AVs need extreme training, says research

AVs will be safer if they are given 'one-in-a-million' collision risk scenarios to learn from
Detection, Monitoring & Machine Vision / May 24, 2022
By Adam Hill
autonomous vehicles perception safety systems © Phuttaphat Tipsana | Dreamstime.com
Researchers looked at millions of hours of footage from CCTVs and dashcams (© Phuttaphat Tipsana | Dreamstime.com)

New research has found that driverless cars are six times safer and better at detecting a collision risk if they are trained using the most extreme - 'one-in-a-million' - examples of accidents and near-misses, rather than via more traditional approaches.

Imperial College London, DRisk.ai, DG Cities and Claytex used real-life examples of accidents crowd-sourced from the public in the D-Risk initiative, which was funded by Innovate UK as part of a project linked to the Centre For Connected and Autonomous Vehicles.

The research was conducted in the UK in February and March 2022, and looked at millions of hours of footage from CCTVs and dashcams.

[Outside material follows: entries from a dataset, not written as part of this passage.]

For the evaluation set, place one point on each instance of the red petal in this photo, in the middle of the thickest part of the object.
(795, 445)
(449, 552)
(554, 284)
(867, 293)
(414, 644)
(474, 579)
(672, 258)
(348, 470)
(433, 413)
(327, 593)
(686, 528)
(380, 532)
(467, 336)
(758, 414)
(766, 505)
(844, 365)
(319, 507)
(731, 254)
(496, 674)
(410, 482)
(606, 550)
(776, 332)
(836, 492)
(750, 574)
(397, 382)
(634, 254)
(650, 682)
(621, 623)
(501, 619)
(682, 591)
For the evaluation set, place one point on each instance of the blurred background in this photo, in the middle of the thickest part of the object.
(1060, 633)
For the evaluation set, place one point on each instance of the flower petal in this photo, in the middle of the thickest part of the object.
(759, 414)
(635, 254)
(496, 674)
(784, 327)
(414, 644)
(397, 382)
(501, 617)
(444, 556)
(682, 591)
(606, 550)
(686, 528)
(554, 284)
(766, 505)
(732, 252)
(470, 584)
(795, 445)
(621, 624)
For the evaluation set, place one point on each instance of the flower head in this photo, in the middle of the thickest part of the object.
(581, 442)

This covered a wide variety of traffic conditions, hundreds of thousands of accident reports, and crowdsourced public stories of near-miss and chance accident scenarios.

D-Risk used the most unusual high-risk circumstances "to retrain the perceptual and control subsystems in AVs to deal with risky scenarios with greater accuracy". 
 
It found that this can achieve a "six-fold improvement on the detection an incident or collision will occur compared to AVs trained using traditional accident data". 
 
"AVs are twice as likely to be accurate in their detection of a collision risk without compromising performance on detecting other more frequent types of accident and can achieve a 20 times improvement on the ability to contend with highly difficult traffic conditions that would otherwise lead to serious or fatal accidents, without decreasing performance on handling everyday conditions," the researchers added. 
 
The findings have been summarised in Virtual verification of decision making and motion planning functionalities for AVs in the urban edge case scenarios, a paper which has been submitted and accepted by the Society for Automotive Engineers (SAE). 
 
“No deployment has yet been able to demonstrate this kind of accuracy when it comes to road safety,” explains Chess Stetson, CEO at DRisk.ai.

“To be commercially viable, driverless cars are going to have to deal with one-in-a-million edge cases — the complex, high-risk scenarios, which are individually unlikely but collectively make up the majority of risk. They include everything from poorly marked construction zones, abandoned vehicles, and oddly placed traffic cones to more extreme cases of wild animals in the road."
 
Regulators need this sort of information in AV pilots, "because it can help inform urban strategy, AV policy, insurance, safety standards and licencing”
 
D-Risk also explored the UK public’s perception of AVs and found that there is a large gap between perceived and actual safety that manufacturers, developers and regulators need to address.
 
In focus groups, people observed pairs of simulated videos of reconstructed accidents involving a sudden stop, turning right and overtaking a bike.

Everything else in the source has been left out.